# The Gresham Hotel €89 per room deal



## Smashbox (28 May 2009)

Using the link below, you can book a room in The Gresham on O'Connell St, Dublin for €89 - a saving of €56

Includes Full Irish Breakfast for 2

[broken link removed]

Terms :

This promotion is applicable for Sunday to Thursday nights in the month of May 2009 in standard rooms 

Price is per room per night
Maximum of 2 persons per room
This promotion is only bookable through www.gresham-hotels.com and not by contacting the hotel directly
Cancellation policy is 24 hours prior to arrival. Please click on the cancellation link on your confirmation email
[broken link removed]​


----------



## dewdrop (28 May 2009)

Their ad says offer is confined to past customers


----------



## Smashbox (28 May 2009)

Only on the front page, and not in the terms of the booking.
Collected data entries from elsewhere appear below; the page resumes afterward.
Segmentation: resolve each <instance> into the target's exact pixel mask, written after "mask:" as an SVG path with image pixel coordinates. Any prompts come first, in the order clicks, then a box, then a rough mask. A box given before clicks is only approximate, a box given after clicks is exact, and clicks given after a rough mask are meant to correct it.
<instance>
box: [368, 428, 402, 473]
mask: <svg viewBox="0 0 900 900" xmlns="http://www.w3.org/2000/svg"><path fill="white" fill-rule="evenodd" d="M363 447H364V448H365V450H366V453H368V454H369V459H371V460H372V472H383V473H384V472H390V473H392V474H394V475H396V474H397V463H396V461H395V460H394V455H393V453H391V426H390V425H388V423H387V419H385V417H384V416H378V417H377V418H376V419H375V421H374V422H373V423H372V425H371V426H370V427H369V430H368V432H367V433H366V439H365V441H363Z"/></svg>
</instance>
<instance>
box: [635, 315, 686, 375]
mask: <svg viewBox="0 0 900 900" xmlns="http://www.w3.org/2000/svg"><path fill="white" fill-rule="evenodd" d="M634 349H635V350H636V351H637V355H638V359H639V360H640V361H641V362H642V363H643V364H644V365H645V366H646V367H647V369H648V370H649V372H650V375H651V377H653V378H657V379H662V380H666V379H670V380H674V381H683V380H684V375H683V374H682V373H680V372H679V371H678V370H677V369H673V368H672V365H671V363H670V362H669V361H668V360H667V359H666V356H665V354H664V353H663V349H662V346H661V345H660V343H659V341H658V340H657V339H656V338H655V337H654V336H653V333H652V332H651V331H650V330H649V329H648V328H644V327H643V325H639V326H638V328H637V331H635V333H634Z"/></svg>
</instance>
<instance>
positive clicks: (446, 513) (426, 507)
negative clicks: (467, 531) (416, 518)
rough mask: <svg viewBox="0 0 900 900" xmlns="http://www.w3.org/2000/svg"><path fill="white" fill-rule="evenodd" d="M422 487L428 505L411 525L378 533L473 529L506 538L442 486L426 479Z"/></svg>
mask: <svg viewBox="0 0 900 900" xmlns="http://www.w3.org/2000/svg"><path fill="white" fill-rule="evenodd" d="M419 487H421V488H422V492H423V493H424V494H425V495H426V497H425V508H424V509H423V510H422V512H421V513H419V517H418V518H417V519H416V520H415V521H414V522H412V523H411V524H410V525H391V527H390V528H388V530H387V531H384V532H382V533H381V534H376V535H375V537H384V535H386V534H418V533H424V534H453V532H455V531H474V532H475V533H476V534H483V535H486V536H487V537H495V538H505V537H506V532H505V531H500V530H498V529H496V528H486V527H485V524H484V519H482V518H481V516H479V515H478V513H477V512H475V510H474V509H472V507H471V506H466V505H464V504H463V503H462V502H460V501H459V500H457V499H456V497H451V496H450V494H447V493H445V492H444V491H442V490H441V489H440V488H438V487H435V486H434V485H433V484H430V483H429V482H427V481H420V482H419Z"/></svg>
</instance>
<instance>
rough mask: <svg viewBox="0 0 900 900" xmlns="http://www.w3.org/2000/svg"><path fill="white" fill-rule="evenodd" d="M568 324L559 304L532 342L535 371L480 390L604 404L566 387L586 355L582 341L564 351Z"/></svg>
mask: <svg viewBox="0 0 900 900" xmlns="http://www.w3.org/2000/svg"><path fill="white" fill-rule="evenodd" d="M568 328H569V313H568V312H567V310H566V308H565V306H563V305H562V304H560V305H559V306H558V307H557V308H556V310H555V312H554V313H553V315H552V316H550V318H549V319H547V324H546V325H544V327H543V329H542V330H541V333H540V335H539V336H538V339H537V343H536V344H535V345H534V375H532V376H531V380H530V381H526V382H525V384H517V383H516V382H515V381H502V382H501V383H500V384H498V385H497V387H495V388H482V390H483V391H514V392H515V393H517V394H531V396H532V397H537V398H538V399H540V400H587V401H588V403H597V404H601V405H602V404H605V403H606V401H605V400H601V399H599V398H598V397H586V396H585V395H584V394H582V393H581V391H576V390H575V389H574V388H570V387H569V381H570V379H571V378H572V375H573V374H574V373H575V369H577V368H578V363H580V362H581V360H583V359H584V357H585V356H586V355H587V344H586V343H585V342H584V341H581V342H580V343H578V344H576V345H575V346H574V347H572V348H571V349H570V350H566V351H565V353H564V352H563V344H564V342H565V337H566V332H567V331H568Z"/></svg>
Its fine. I think they are trying to make out its exclusive to certain people, but its not.


----------



## tester1 (28 May 2009)

friends stayed here the wkend. 
Had dreadful experience, said room temp was unbearable(hot), bed was hard as a rock, breakfast not included and cost 28 euro a head. 

I've never stayed there, but they made it their business to tell friends as their experience was so bad. fyi.


----------



## Smashbox (29 May 2009)

The breakfast is advertised as being included, so for this deal it is. Perhaps your friend booked room only. 

As for it being bad, a friend of mine stayed last week which was where I got the deal from. They said it was lovely, that they had a lovely room and the staff were great!

Just goes to show.


----------



## MaryBe (1 Jun 2009)

We have stayed in the Gresham many times and have never had any bad experiences.  Great location and value for money.


----------



## mathepac (1 Jun 2009)

dewdrop said:


> Their ad says offer is confined to past customers


 or [broken link removed] customers.

It also says expiry 31/05/2009 but friends just booked rooms for €89 incl brekkies for Tues & Weds this week.

Thanks on their behalf.


----------



## Smashbox (1 Jun 2009)

Happy to help


----------